Fin avrilil annonce briguer un troisième mandat à l' élection présidentielle qui a lieu le 3 juin suivant [ 18 ]. Il prête serment pour un troisième mandat le 16 juillet En dépit des relations tendues qu'entretient la Syrie avec Israël, le président Assad a demandé la reprise des négociations de paix pour la restitution du plateau du Golanoccupé par Israël depuis Les États-Unis et Israël lui reprochent par ailleurs de soutenir activement des groupes armés comme le Hezbollahle Hamas et le Djihad islamique [réf.

Il collabore néanmoins dès octobre avec menu de regime pour perdre 10 kilos pdf CIA dans les enquêtes concernant Al-Qaïdamais l' invasion de l'Irak par l'armée américaine en marque un tournant [ 15 ].

Avec Jacques Chirac, Assad s'oppose à la guerre d'Irak, en utilisant le siège de la Syrie au Conseil de sécurité de l' ONU en dépit de l'animosité qui existait alors entre les régimes syrien et irakien.

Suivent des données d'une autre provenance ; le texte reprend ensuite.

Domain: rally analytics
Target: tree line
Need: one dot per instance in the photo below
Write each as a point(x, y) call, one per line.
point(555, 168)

De nombreux djihadistes se rendant en Irak passent par la Syrie [ 15 ]. Enil est accusé par les États-Unis et la France d'avoir commandité, avec le président libanais Émile Lahoudl'assassinat de l'ancien Premier ministre libanais, Rafiq Haririce qui n'est toujours pas prouvé à ce jour.

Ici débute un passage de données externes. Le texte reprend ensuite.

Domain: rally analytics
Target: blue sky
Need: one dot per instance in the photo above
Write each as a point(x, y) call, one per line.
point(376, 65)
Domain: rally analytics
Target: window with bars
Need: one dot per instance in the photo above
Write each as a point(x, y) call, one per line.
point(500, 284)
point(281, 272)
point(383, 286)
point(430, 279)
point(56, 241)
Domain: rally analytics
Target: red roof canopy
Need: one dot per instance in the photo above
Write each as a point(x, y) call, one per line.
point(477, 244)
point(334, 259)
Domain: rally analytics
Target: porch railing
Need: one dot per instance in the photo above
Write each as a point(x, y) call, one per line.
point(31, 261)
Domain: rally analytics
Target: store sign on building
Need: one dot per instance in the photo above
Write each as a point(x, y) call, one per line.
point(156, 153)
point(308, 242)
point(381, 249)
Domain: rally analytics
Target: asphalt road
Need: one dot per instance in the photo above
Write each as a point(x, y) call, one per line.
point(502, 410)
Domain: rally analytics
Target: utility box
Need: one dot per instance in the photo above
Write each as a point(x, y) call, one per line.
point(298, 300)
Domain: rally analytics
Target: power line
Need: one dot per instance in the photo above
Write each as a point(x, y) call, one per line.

Un tribunal spécial est créé par le secrétaire général de l'ONU pour enquêter sur cet assassinat. D'énormes manifestations ont lieu au Liban et Bachar doit annoncer le retrait des troupes syriennes du pays [ 15 ]. Il maintient néanmoins son contrôle du Liban grâce au Hezbollah [ 15 ].

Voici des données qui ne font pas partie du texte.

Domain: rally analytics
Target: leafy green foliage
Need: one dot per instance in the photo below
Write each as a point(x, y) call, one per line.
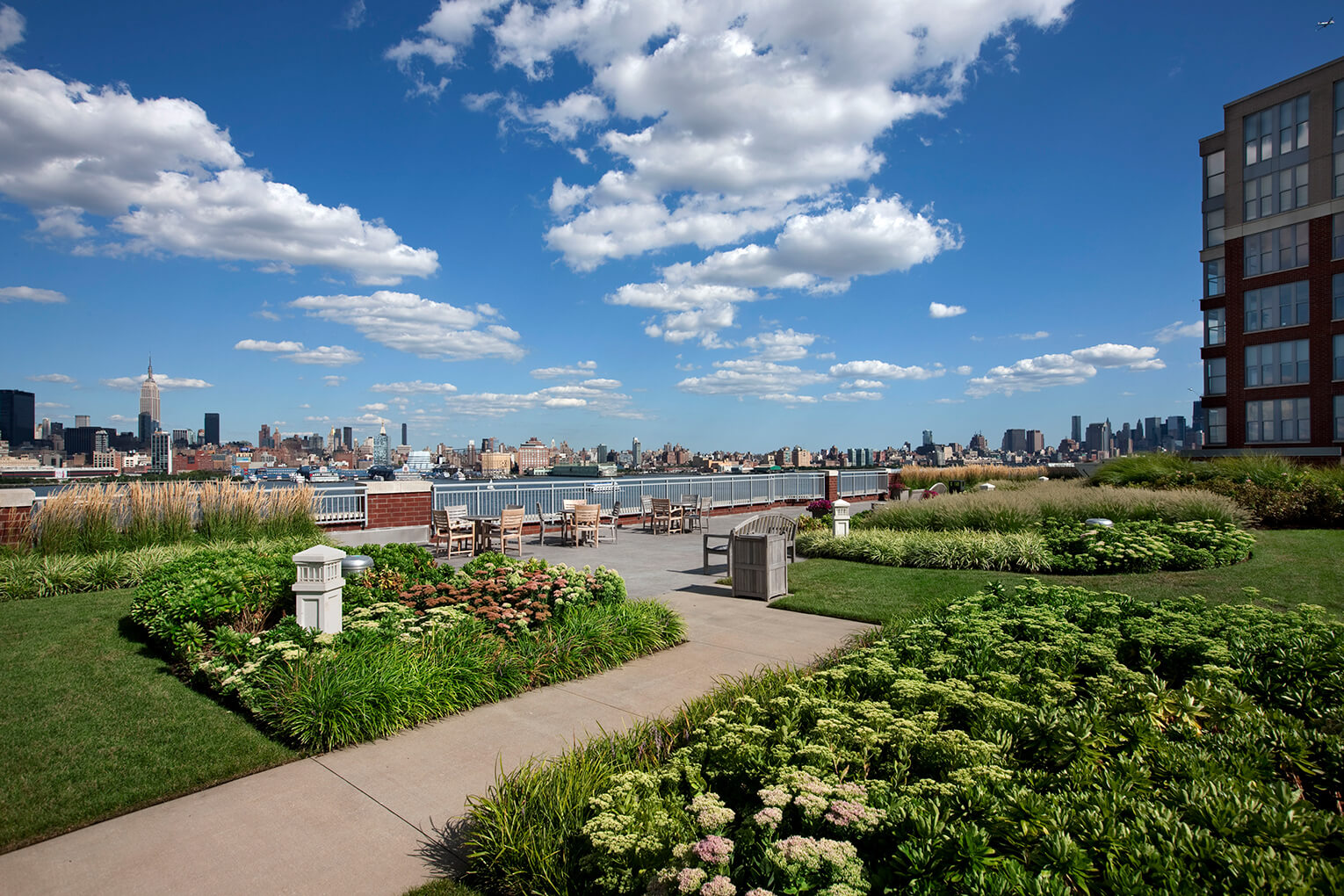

Dans le monde arabe, Bachar el-Assad reprend de bonnes relations avec l' OLP et essaye d'en établir avec des États arabes conservateurs du Golfetout en se tenant garant de l'agenda nationaliste arabe de la Syrie. Partisan du projet de Nicolas Sarkozy pour instituer une Union pour la MéditerranéeBachar el-Assad est devenu un partenaire indispensable à la réussite du projet. Sur l'insistance de l'émir du Qatar [ 15 ]il participe au sommet des 13 - 14 juillet à Paris et est invité au défilé militaire du 14 juillet aux côtés des autres chefs d'États signataires de l'accord.

Sa présence à la tribune officielle provoque une controverse en France [ 20 ]. À partir de marsle régime baassiste doit faire face à une vague de contestation populaire sociale et politique sans précédent. Comme en Tunisie ou encore en Égypteles manifestants demandent le départ de leur dirigeant. C'est avant tout la Syrie périphérique des bourgs ruraux et des campagnes, qui n'a pas bénéficié des changements économiques, qui se soulève [ 15 ].

Plusieurs bâtiments symboliques du pouvoir siège du Parti Baas, tribunaux sont notamment incendiés. Bachar el-Assad et ses collaborateurs ordonnent la répression de ces manifestations, faisant des centaines de morts et des milliers de blessés, aussi bien militaires que civils insurgés ou non.

À partir du 25 marsmalgré la répression et des concessions du gouvernement, le mouvement s'étend aux principales villes du pays. Des manifestations de soutien au gouvernement sont également organisées en réponse. La mort d' Hamza al-Khatibarrêté lors d'une manifestation à Derra, à l'âge de 13 ans, et sa dépouille, rendue à sa famille avec de multiples marques de torture et d'os brisés, provoque une vive réaction contre Bachar el-Assad et son régime dans tout le pays [ 22 ].

Le Times et le Sunday Times feront plus tard état de documents indiquant que le président syrien aurait alors personnellement donné l'ordre de faire torturer et exécuter les opposants [ 23 ][ 24 ]. Les déserteurs de l' armée refusant de participer à la répression sur les civils rejoignent l' armée syrienne libre. Les quartiers des villes rebelles sont pilonnés à l'arme lourde obusiers, mortiers et bombardés par des avions de chasse et des hélicoptères.

En juilletle comité international de la Croix-Rouge et le Croissant-Rouge ont officiellement déclaré la Syrie en état de guerre civile [ 26 ]. Il nie avoir donné l'ordre de massacrer les manifestants pacifistes au début du soulèvement.